Toujours plus nombreux dans la rue à Montpellier : « Tu nous mets 64, on te re-Mai 68 » ?

Le Poing Publié le 31 janvier 2023 à 20:22 (mis à jour le 31 janvier 2023 à 20:48)
Crédit photo : Mathieu Le Coz

30 000 manifestants selon les organisateurs (et à peine moins selon la Préfecture), dans le chef-lieu de l’Hérault. 10 000 à Béziers et 7 000 à Sète (de source syndicale). La deuxième grande journée de mobilisation contre la réforme des retraites a permis d’en grossir encore les rangs. Mais avec quelles perspectives pour gagner ?

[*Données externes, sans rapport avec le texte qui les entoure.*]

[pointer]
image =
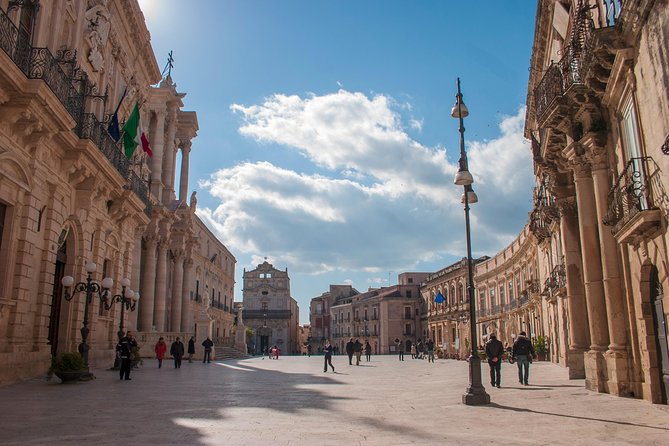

Sous un soleil enfin décidé à faire pressentir qu’il y a un printemps après l’hiver, on a passé un bon bout de la matinée de ce mardi 31 janvier sur les grands axes de Montpellier, à se demander si la mobilisation contre la réforme des retraites avait monté d’un cran. Ou pas. Téléphones portables aidant, on constatait que la queue de cortège quittait la place Zeus, presque au bout d’Antigone, quand la tête attaquait le raidillon du Peyrou en vue de tourner sous l’Arc de Triomphe. Le bras de fer comptable avait rendu son verdict : 30 000 manifestants étaient annoncés à l’arrivée sur la Comédie, par Serge Ragazzacci, secrétaire général départemantal de la CGT. Vite, on apprenait par d’autres canaux l’estimation de la Préfecture, pour une fois étonamment proche : 25 000. En début de soirée tomberont les chiffres nationaux : 1,27 million de manifestants selon la police, 2,8 millions selon la CGT. Dans tous les cas plus encore que le 19 janvier.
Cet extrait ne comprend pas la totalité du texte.